Inspection of your skin by your dermatologist can confirm whether or not a growth is suspicious for SCC. If your dermatologist determines that a growth is suspicious for SCC then a biopsy will be performed. This is a simple procedure performed in the office under local anesthesia. Your growth will then be sent to a pathology lab where thin sections from the growth will be examined under a microscope by a dermatopathologist (a dermatologist or a pathologist trained in the microscopic examination of skin lesions). In the event your biopsy confirms SCC, your dermatologist will discuss treatment options.
Inspection of your skin at home with a weekly skin self-exam can help you identify a growth and help your dermatologist diagnose SCC early. [Table 1]
When inspecting your skin for any moles, growths, or spots, look for these signs.
- Bleeding, itching, or scaling
- Change in symmetry, border, color, size, shape, or thickness
|Different and/or unusual|
A common symptom for SCC is tenderness or pain to the touch. Be suspicious of any new growth, changing growth, or growth that looks different or unusual from those in the surrounding area. If any growth is suspicious, you should immediately report it to your dermatologist. Do not try to self-diagnose your condition.

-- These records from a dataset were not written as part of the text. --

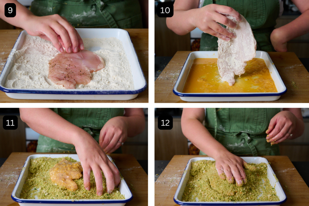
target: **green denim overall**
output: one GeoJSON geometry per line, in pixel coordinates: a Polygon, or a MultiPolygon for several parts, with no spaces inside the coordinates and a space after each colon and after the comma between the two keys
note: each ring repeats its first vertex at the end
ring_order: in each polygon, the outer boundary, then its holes
{"type": "MultiPolygon", "coordinates": [[[[52,110],[65,120],[88,132],[99,142],[104,124],[115,117],[123,116],[123,108],[53,108],[52,110]]],[[[55,128],[57,129],[57,128],[55,128]]],[[[121,153],[121,147],[113,153],[121,153]]],[[[36,152],[76,153],[73,145],[63,143],[40,135],[36,152]]]]}
{"type": "Polygon", "coordinates": [[[34,0],[39,16],[57,14],[75,27],[142,28],[138,0],[34,0]]]}
{"type": "MultiPolygon", "coordinates": [[[[276,108],[207,108],[205,127],[235,155],[278,155],[279,146],[266,142],[265,132],[270,120],[280,112],[276,108]]],[[[205,154],[201,151],[200,154],[205,154]]]]}
{"type": "MultiPolygon", "coordinates": [[[[246,18],[256,40],[256,50],[275,52],[270,41],[280,11],[278,0],[205,0],[203,6],[212,3],[231,7],[246,18]]],[[[224,26],[225,27],[225,26],[224,26]]],[[[200,51],[217,51],[218,38],[202,34],[200,51]]]]}

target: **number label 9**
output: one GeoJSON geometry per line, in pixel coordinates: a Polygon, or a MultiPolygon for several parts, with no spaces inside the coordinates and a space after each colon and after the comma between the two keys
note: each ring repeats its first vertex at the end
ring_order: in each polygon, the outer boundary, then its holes
{"type": "Polygon", "coordinates": [[[159,3],[158,4],[157,10],[159,17],[171,17],[174,15],[174,5],[173,3],[159,3]]]}
{"type": "Polygon", "coordinates": [[[4,15],[7,17],[16,15],[16,5],[14,3],[7,3],[4,5],[4,15]]]}

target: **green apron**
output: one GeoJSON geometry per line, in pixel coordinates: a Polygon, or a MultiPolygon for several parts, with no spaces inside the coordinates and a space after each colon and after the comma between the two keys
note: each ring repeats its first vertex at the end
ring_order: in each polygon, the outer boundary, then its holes
{"type": "MultiPolygon", "coordinates": [[[[115,117],[123,116],[123,108],[53,108],[65,120],[88,132],[99,142],[100,132],[105,123],[115,117]]],[[[121,153],[121,147],[113,153],[121,153]]],[[[73,145],[40,135],[36,152],[76,153],[73,145]]]]}
{"type": "MultiPolygon", "coordinates": [[[[205,0],[203,6],[212,3],[233,8],[246,18],[256,40],[256,50],[275,52],[270,41],[279,15],[278,0],[205,0]]],[[[225,27],[225,26],[224,26],[225,27]]],[[[200,51],[217,51],[218,38],[206,33],[202,34],[200,51]]]]}
{"type": "Polygon", "coordinates": [[[280,112],[276,108],[207,108],[205,127],[235,155],[279,155],[279,145],[266,142],[265,132],[270,120],[280,112]]]}
{"type": "Polygon", "coordinates": [[[138,0],[34,0],[39,16],[57,14],[75,27],[142,28],[138,0]]]}

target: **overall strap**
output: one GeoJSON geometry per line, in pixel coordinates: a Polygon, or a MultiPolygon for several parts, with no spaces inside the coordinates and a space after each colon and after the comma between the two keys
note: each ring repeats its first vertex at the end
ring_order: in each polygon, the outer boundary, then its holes
{"type": "Polygon", "coordinates": [[[213,0],[205,0],[204,3],[203,4],[203,6],[204,6],[206,5],[211,4],[214,3],[213,0]]]}
{"type": "Polygon", "coordinates": [[[217,126],[218,125],[218,118],[217,116],[217,111],[216,111],[216,108],[214,108],[214,137],[216,139],[216,137],[217,136],[217,126]]]}
{"type": "Polygon", "coordinates": [[[256,149],[253,144],[251,142],[252,141],[252,138],[251,138],[248,136],[248,134],[245,132],[241,132],[239,133],[240,133],[240,135],[242,136],[243,138],[245,139],[245,140],[246,141],[246,142],[247,142],[248,146],[249,146],[249,147],[251,149],[251,151],[252,152],[252,155],[253,157],[256,157],[257,156],[257,151],[256,151],[256,149]]]}
{"type": "Polygon", "coordinates": [[[53,11],[53,0],[48,0],[47,1],[47,6],[48,11],[49,12],[53,11]]]}
{"type": "Polygon", "coordinates": [[[93,0],[95,2],[97,6],[99,8],[99,11],[103,17],[107,22],[108,23],[111,28],[118,28],[119,27],[117,25],[116,22],[112,15],[104,9],[105,6],[105,3],[104,0],[93,0]]]}

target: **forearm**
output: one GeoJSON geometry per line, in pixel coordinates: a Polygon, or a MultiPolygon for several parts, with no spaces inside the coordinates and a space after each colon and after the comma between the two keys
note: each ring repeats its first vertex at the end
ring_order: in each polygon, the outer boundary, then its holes
{"type": "MultiPolygon", "coordinates": [[[[21,108],[20,118],[29,127],[43,135],[75,145],[81,137],[91,136],[48,108],[21,108]]],[[[76,145],[75,145],[76,146],[76,145]]]]}
{"type": "Polygon", "coordinates": [[[196,28],[191,20],[198,9],[187,11],[174,10],[174,15],[166,18],[166,25],[178,35],[185,35],[196,28]]]}
{"type": "Polygon", "coordinates": [[[305,124],[304,121],[302,119],[297,118],[296,120],[296,125],[295,125],[295,129],[293,132],[292,137],[289,137],[288,139],[293,140],[302,136],[304,133],[305,130],[305,124]]]}
{"type": "Polygon", "coordinates": [[[128,126],[128,137],[131,137],[140,134],[145,129],[145,117],[138,115],[122,117],[128,126]]]}
{"type": "Polygon", "coordinates": [[[197,119],[188,118],[181,120],[182,132],[197,147],[214,159],[228,151],[216,140],[197,119]]]}
{"type": "Polygon", "coordinates": [[[28,9],[16,0],[0,1],[0,18],[12,25],[24,29],[25,21],[29,16],[33,15],[28,9]],[[14,17],[7,17],[4,15],[4,5],[8,3],[13,3],[16,5],[16,15],[14,17]]]}
{"type": "Polygon", "coordinates": [[[309,32],[309,10],[289,23],[275,29],[274,32],[278,39],[282,42],[287,42],[297,37],[309,32]]]}
{"type": "Polygon", "coordinates": [[[284,108],[283,109],[284,111],[292,112],[296,119],[295,129],[293,132],[293,135],[288,139],[294,139],[300,137],[304,133],[305,130],[305,124],[303,119],[301,109],[300,108],[284,108]]]}

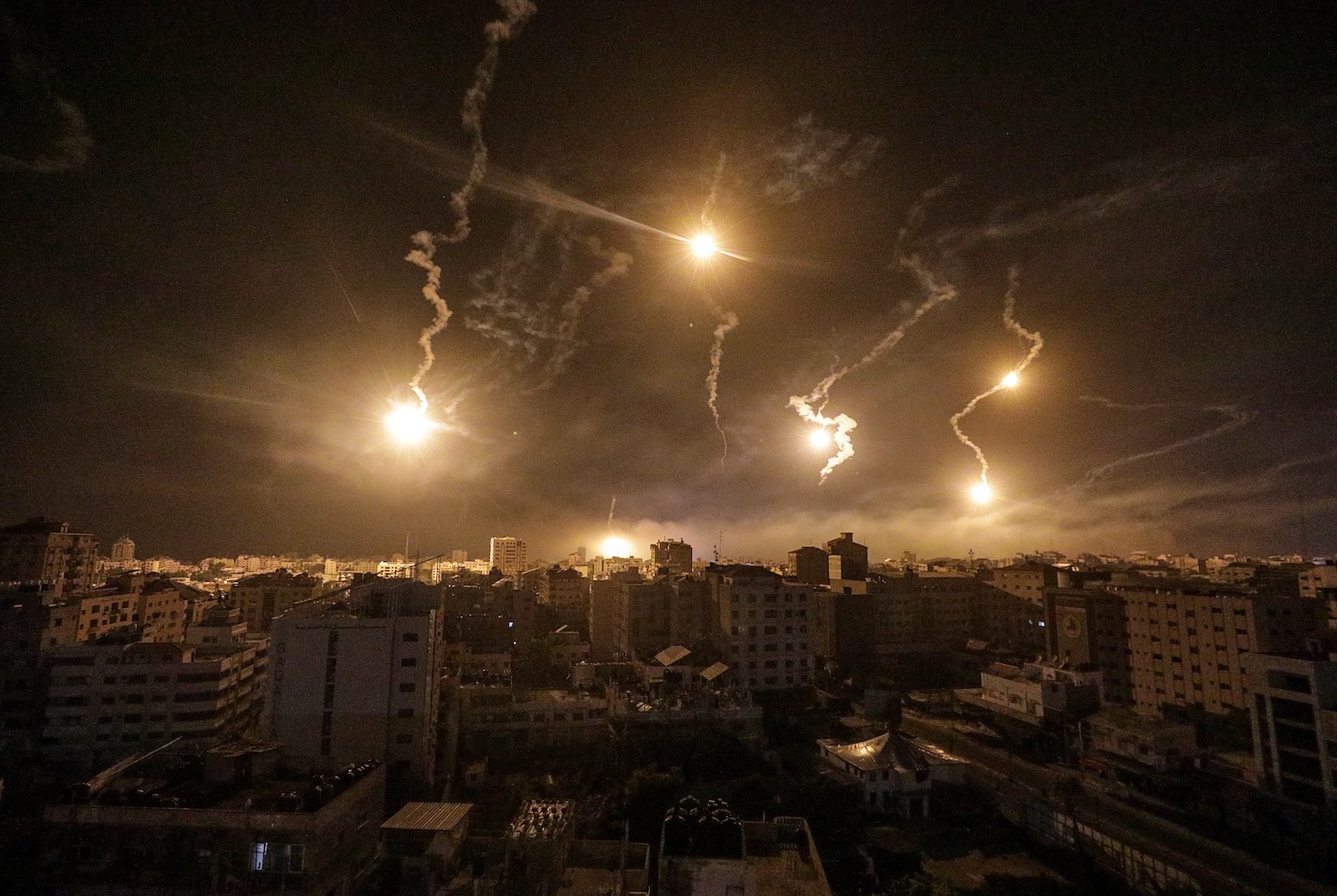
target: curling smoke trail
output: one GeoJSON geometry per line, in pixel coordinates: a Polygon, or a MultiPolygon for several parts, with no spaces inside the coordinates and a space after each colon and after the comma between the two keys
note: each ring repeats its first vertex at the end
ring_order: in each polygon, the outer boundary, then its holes
{"type": "Polygon", "coordinates": [[[952,415],[952,431],[956,433],[956,438],[961,441],[961,445],[975,451],[975,459],[980,462],[980,482],[985,486],[988,486],[989,483],[989,462],[984,459],[984,451],[980,450],[980,446],[972,442],[971,437],[967,435],[964,430],[961,430],[961,419],[967,414],[973,411],[976,406],[979,406],[979,403],[985,398],[988,398],[989,395],[1001,391],[1004,389],[1009,389],[1011,386],[1015,386],[1016,377],[1023,370],[1031,366],[1031,362],[1035,361],[1035,357],[1040,354],[1040,349],[1044,347],[1044,339],[1040,338],[1039,332],[1031,332],[1020,323],[1017,323],[1016,318],[1012,316],[1016,312],[1016,288],[1017,284],[1020,283],[1020,279],[1021,279],[1020,271],[1017,270],[1016,264],[1013,264],[1011,268],[1008,268],[1007,274],[1008,283],[1007,283],[1007,296],[1004,296],[1003,299],[1003,324],[1007,326],[1007,328],[1015,332],[1016,335],[1021,337],[1023,339],[1028,339],[1031,342],[1031,350],[1025,353],[1025,358],[1021,359],[1021,363],[1013,367],[1007,377],[1000,379],[992,389],[988,389],[976,395],[975,398],[972,398],[965,407],[963,407],[961,410],[956,411],[956,414],[952,415]]]}
{"type": "Polygon", "coordinates": [[[441,266],[432,259],[440,243],[460,243],[469,235],[469,200],[477,192],[479,184],[483,183],[483,178],[488,172],[488,147],[483,142],[483,107],[496,79],[501,41],[516,36],[524,27],[524,23],[537,12],[537,7],[529,3],[529,0],[497,0],[497,5],[501,7],[505,17],[489,21],[484,27],[487,49],[483,53],[483,60],[473,72],[473,84],[464,93],[464,103],[460,108],[460,120],[469,135],[471,163],[469,174],[464,179],[464,183],[451,195],[451,211],[455,212],[455,230],[449,234],[433,234],[427,230],[413,234],[416,248],[404,256],[404,260],[412,262],[427,271],[422,298],[436,308],[436,316],[432,318],[432,323],[424,327],[418,335],[418,345],[422,347],[422,363],[418,365],[417,371],[414,371],[413,378],[409,381],[409,389],[417,395],[418,406],[422,411],[427,411],[422,377],[427,375],[427,371],[432,369],[432,363],[436,361],[436,355],[432,353],[432,338],[445,330],[445,324],[451,320],[451,308],[445,304],[445,299],[441,298],[441,266]]]}
{"type": "Polygon", "coordinates": [[[1090,473],[1086,474],[1086,477],[1079,483],[1079,487],[1092,486],[1096,482],[1099,482],[1100,479],[1108,477],[1112,471],[1118,470],[1122,466],[1127,466],[1130,463],[1136,463],[1138,461],[1146,461],[1146,459],[1154,458],[1154,457],[1161,457],[1163,454],[1170,454],[1171,451],[1178,451],[1179,449],[1189,447],[1190,445],[1197,445],[1198,442],[1206,442],[1207,439],[1215,438],[1217,435],[1225,435],[1226,433],[1230,433],[1233,430],[1239,429],[1241,426],[1247,425],[1250,421],[1253,421],[1253,417],[1254,417],[1249,411],[1246,411],[1246,410],[1243,410],[1243,409],[1241,409],[1241,407],[1238,407],[1235,405],[1209,405],[1206,407],[1201,407],[1201,406],[1197,406],[1197,405],[1185,405],[1185,403],[1181,403],[1181,402],[1157,402],[1157,403],[1150,403],[1150,405],[1122,405],[1119,402],[1111,402],[1108,398],[1102,398],[1100,395],[1082,395],[1078,401],[1095,402],[1098,405],[1104,405],[1106,407],[1110,407],[1110,409],[1114,409],[1114,410],[1127,410],[1127,411],[1143,411],[1143,410],[1162,410],[1162,409],[1186,409],[1186,407],[1193,407],[1195,410],[1214,411],[1217,414],[1222,414],[1226,418],[1226,421],[1223,423],[1221,423],[1219,426],[1214,426],[1213,429],[1210,429],[1210,430],[1207,430],[1205,433],[1198,433],[1197,435],[1190,435],[1189,438],[1179,439],[1178,442],[1171,442],[1170,445],[1163,445],[1163,446],[1161,446],[1158,449],[1154,449],[1151,451],[1142,451],[1139,454],[1131,454],[1128,457],[1119,458],[1118,461],[1111,461],[1110,463],[1106,463],[1104,466],[1098,466],[1096,469],[1094,469],[1094,470],[1091,470],[1090,473]]]}
{"type": "Polygon", "coordinates": [[[723,152],[719,154],[719,162],[715,164],[715,176],[710,179],[710,192],[706,195],[706,203],[701,207],[701,226],[710,230],[710,218],[715,212],[715,203],[719,200],[719,182],[725,176],[725,164],[729,163],[729,156],[723,152]]]}
{"type": "Polygon", "coordinates": [[[578,286],[567,303],[562,306],[562,318],[558,320],[556,331],[554,332],[556,346],[548,358],[548,363],[543,366],[543,382],[531,391],[547,389],[552,385],[552,378],[566,370],[567,362],[576,350],[576,324],[580,323],[580,311],[590,302],[594,291],[608,286],[608,283],[620,276],[626,276],[627,270],[631,267],[632,258],[630,252],[623,252],[618,248],[604,248],[598,236],[591,236],[586,242],[586,246],[595,258],[606,260],[608,266],[591,276],[588,283],[578,286]]]}
{"type": "Polygon", "coordinates": [[[725,357],[725,337],[738,326],[738,315],[733,311],[725,311],[718,304],[713,304],[711,307],[715,310],[719,323],[715,324],[715,341],[710,345],[710,373],[706,374],[706,391],[709,397],[706,398],[706,403],[710,406],[710,415],[715,418],[715,429],[719,430],[719,438],[725,442],[725,453],[719,458],[719,462],[723,463],[725,458],[729,457],[729,437],[725,435],[725,427],[719,423],[719,407],[715,402],[719,399],[719,362],[725,357]]]}
{"type": "MultiPolygon", "coordinates": [[[[925,196],[929,196],[931,194],[936,195],[935,191],[929,191],[925,196]]],[[[906,234],[906,230],[901,231],[902,238],[906,234]]],[[[821,478],[818,479],[820,483],[826,482],[826,477],[830,475],[832,470],[854,457],[854,441],[849,435],[857,426],[854,418],[848,414],[837,414],[836,417],[826,417],[822,414],[822,410],[826,407],[826,399],[830,395],[832,386],[838,383],[846,374],[877,361],[884,353],[900,342],[905,337],[905,331],[919,323],[925,314],[944,302],[951,302],[957,296],[956,287],[945,280],[940,282],[935,278],[933,272],[924,266],[924,262],[919,255],[901,256],[898,264],[915,275],[920,287],[928,294],[928,299],[915,308],[915,312],[901,322],[901,326],[892,330],[882,338],[881,342],[873,346],[866,355],[826,377],[826,379],[817,383],[817,387],[808,395],[790,395],[789,398],[789,406],[798,411],[798,415],[809,423],[816,423],[824,430],[834,427],[832,438],[836,441],[836,454],[828,458],[826,466],[822,467],[821,478]]]]}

There are many factors that can influence the choice of treatment:
- Type of SCC
- Location, size, number, and aggressiveness of SCC
- Patient’s general health
- Side effects, possible complications, benefits, and cure rate of a procedure
- Dermatologist’s experience and familiarity with a particular procedure
Each case is different. Your dermatologist will decide the most appropriate treatment plan for you.

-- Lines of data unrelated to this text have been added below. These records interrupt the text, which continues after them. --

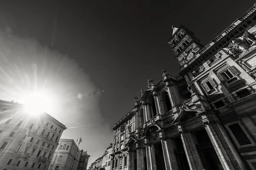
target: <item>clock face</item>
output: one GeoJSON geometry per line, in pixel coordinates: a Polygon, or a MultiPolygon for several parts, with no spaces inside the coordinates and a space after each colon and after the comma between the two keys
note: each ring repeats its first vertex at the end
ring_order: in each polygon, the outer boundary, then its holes
{"type": "Polygon", "coordinates": [[[190,60],[191,60],[191,59],[192,58],[193,58],[193,57],[194,57],[194,54],[193,54],[192,53],[189,53],[188,54],[188,55],[187,55],[187,56],[186,57],[186,58],[185,58],[185,60],[186,62],[188,62],[188,61],[189,61],[190,60]]]}

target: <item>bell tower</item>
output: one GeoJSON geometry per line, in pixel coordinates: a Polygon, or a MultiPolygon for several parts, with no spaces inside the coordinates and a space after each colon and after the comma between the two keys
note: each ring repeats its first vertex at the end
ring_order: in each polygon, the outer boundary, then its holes
{"type": "Polygon", "coordinates": [[[168,43],[174,51],[183,70],[193,61],[193,58],[204,46],[194,36],[195,33],[184,26],[182,25],[177,28],[172,26],[172,36],[168,43]]]}

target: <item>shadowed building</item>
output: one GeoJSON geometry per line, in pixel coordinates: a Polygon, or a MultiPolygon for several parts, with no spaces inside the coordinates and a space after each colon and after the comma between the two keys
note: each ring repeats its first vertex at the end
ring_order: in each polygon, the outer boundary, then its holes
{"type": "Polygon", "coordinates": [[[66,128],[46,113],[23,110],[23,105],[0,100],[0,167],[47,170],[66,128]]]}
{"type": "Polygon", "coordinates": [[[115,125],[112,170],[256,169],[256,6],[206,46],[181,26],[179,76],[148,80],[115,125]]]}
{"type": "Polygon", "coordinates": [[[61,139],[49,170],[77,169],[81,151],[73,139],[61,139]]]}
{"type": "Polygon", "coordinates": [[[77,170],[86,170],[90,155],[87,154],[87,151],[84,151],[83,150],[81,150],[81,153],[79,160],[77,170]]]}

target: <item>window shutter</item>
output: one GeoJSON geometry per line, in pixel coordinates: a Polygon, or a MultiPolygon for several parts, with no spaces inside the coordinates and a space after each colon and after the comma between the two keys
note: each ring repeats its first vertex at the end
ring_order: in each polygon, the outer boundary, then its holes
{"type": "Polygon", "coordinates": [[[221,82],[223,82],[225,81],[225,79],[224,79],[224,78],[223,78],[223,77],[222,76],[221,76],[221,74],[218,74],[217,75],[216,75],[216,76],[219,79],[221,82]]]}
{"type": "Polygon", "coordinates": [[[216,86],[217,86],[217,85],[216,84],[216,83],[215,83],[215,82],[214,82],[214,80],[213,80],[213,79],[210,79],[209,80],[209,82],[210,82],[210,83],[212,84],[212,85],[214,88],[215,88],[216,86]]]}
{"type": "Polygon", "coordinates": [[[200,68],[200,69],[201,70],[204,70],[204,66],[203,65],[201,65],[200,67],[199,67],[199,68],[200,68]]]}
{"type": "Polygon", "coordinates": [[[206,63],[209,65],[209,64],[211,64],[211,62],[210,60],[207,60],[206,61],[206,63]]]}
{"type": "Polygon", "coordinates": [[[209,91],[210,90],[210,88],[209,88],[209,87],[208,86],[208,85],[206,84],[206,82],[203,84],[203,85],[204,87],[205,90],[206,90],[207,91],[209,91]]]}
{"type": "Polygon", "coordinates": [[[229,67],[228,69],[235,76],[236,76],[239,74],[234,66],[229,67]]]}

Commonly used procedures to treat AK include:
- Electrodessication and curettage (ED&C)
- Surgical excision
- Mohs micrographic surgery
- Radiation therapy
For more information refer to “Common Procedures Performed in Dermatology”.
Patients diagnosed with SCC should be examined by their dermatologist at least twice a year. Remember, 50% of individuals with a history of SCC will develop another one within 5 years of diagnosis. Your dermatologist will inspect your skin for any new SCCs and will ensure that any previously treated SCCs are not growing back.
Patients with a previous history of SCC should also perform a weekly skin self-exam. Learning what SCC looks like may help you identify a suspicious growth earlier. Inspecting the location of a previously treated SCC may also help you identify an early recurrence of SCC.
If you cannot see some part of your body, ask your partner or a family member to assist you with your weekly skin self-exam.